You are browsing a read-only backup copy of Wikitech. The live site can be found at


From Wikitech-static
Jump to navigation Jump to search

Spark is a powerful engine for processing data on the Analytics Cluster. You can drive it using SQL, Python, R, Java, or Scala.

As of January 2020, we are running Spark 2.4.4, so the most appropriate documentation is available at

Command-line interfaces

There are a number of Spark command-line programs available on the analytics clients:

  • spark2-submit
  • spark2-shell
  • spark2R
  • spark2-sql
  • pyspark2
  • spark2-thriftserver

Note that other Spark documentation will use the standard names for these programs, without the 2 (e.g. spark-submit). We have added the 2 to prevent confusion with the programs from Spark 1.

spark2-sql allows you to interact with Hive tables directly via Spark SQL engine, but in a purely SQL REPL, rather than having to code in a programming language.
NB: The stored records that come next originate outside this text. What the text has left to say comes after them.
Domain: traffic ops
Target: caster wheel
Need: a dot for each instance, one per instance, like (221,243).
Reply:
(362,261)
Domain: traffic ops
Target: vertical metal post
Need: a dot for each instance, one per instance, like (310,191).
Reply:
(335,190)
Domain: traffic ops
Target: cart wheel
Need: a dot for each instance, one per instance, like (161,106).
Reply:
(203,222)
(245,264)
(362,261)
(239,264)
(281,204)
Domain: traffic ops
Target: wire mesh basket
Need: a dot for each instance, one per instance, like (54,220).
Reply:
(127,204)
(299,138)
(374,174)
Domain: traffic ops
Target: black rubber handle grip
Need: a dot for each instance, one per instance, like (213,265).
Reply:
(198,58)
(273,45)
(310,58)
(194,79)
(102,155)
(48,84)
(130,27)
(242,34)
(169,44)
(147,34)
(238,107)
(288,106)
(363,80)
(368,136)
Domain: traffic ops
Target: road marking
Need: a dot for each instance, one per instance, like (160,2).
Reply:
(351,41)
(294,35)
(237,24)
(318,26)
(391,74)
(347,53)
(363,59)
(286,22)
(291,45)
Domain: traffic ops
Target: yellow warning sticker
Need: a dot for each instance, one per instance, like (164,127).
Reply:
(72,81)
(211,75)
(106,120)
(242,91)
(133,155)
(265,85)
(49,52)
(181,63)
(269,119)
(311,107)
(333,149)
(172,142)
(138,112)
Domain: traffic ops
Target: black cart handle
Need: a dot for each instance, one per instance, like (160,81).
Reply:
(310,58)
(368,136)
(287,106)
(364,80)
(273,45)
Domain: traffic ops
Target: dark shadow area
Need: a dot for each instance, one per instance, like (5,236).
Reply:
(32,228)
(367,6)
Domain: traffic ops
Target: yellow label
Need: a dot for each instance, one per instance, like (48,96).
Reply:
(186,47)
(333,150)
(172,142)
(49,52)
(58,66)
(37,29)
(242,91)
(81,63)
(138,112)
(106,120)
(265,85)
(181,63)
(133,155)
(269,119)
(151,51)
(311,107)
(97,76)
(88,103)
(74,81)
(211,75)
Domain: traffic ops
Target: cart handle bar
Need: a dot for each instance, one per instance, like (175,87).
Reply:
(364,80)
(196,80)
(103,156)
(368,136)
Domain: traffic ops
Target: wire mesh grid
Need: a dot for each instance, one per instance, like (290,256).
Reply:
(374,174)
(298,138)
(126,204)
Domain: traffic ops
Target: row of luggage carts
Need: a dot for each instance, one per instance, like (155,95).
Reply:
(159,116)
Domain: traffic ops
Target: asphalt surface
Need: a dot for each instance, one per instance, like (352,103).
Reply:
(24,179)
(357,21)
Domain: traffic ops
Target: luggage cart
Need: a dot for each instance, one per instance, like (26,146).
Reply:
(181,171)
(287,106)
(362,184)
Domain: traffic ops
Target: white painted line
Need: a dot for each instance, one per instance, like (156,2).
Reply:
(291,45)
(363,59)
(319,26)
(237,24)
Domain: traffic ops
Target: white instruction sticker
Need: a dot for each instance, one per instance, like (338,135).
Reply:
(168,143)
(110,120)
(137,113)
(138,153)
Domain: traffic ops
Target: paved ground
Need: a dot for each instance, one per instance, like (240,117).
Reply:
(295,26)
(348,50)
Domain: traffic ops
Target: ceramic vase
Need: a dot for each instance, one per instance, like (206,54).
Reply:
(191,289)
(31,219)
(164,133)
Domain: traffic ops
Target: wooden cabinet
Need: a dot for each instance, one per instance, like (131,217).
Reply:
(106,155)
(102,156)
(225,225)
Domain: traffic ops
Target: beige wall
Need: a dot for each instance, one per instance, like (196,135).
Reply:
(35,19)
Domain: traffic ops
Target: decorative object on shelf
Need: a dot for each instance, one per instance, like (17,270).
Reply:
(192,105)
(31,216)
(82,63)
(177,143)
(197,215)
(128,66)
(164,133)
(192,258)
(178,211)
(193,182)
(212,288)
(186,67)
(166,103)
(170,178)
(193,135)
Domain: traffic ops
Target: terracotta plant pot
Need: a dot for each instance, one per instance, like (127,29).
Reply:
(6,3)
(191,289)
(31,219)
In the rest of this doc, spark2 shell commands will be used, as it is the preferred installation of Spark. Note that our spark2 configuration defaults pyspark2 to using python3 (and ipython3 for the driver).

How do I ...

Start a spark shell in yarn

Note: The settings presented here are for a medium-size job on the cluster (~15% of the whole cluster)

  • Scala
spark2-shell --master yarn --executor-memory 8G --executor-cores 4 --driver-memory 2G --conf spark.dynamicAllocation.maxExecutors=64
  • Python
pyspark2 --master yarn --executor-memory 8G --executor-cores 4 --driver-memory 2G --conf spark.dynamicAllocation.maxExecutors=64
  • R
spark2R --master yarn --executor-memory 8G --executor-cores 4 --driver-memory 2G --conf spark.dynamicAllocation.maxExecutors=64
  • SQL
spark2-sql --master yarn --executor-memory 8G --executor-cores 4 --driver-memory 2G --conf spark.dynamicAllocation.maxExecutors=64

Set the python version pyspark should use

As of June 2020, our installation of Spark works with python 3.5 and 3.7. The default in on Debian Stretch nodes is 3.5, and in Debian Buster 3.7. Most Hadoop workers are Stretch, so if you want to launch pyspark in YARN with Python 3.7, you should always specify the pyspark python version like:

 PYSPARK_PYTHON=python3.7 pyspark2 --master yarn

See spark logs on my local machine when using spark submit

  • If you are running Spark on local, spark2-submit should write logs to your console by default.
  • How to get logs written to a file?
    • Spark uses log4j for logging, and the log4j config is usually at /etc/spark2/conf/
    • This uses a ConsoleAppender by default, and if you wanted to write to files, an example log4j properties file would be:
# Set everything to be logged to the file
log4j.rootCategory=INFO, file
log4j.appender.file.layout.ConversionPattern=%d{yy/MM/dd HH:mm:ss} %p %c{1}: %m%n

This should write logs to /tmp/spark.log

  • On the analytics cluster (stat1007):
    • On the analytics cluster, running a spark job through spark submit writes logs to the console too, on both yarn and local modes
    • To write to file, create a file, similar to the one above that uses the FileAppender
    • Use the --files argument on spark-submit and upload your custom file:
spark2-shell --master yarn --executor-memory 2G --executor-cores 1 --driver-memory 4G --files /path/to/your/
  • While running a spark job through Oozie
    • The log4j file path now needs to be a location accessible by all drivers/executors running in different machines
    • Putting the file on a temp directory on Hadoop and using a hdfs:// url should do the trick
    • Note that the logs will be written on the machine where the driver/executors are running - so you'd need access to go look at them

Monitor Spark shell job Resources

If you run some more complicated spark in the shell and you want to see how Yarn is managing resources, have a look at

Don't hesitate to poke people on #wikimedia-analytics for help!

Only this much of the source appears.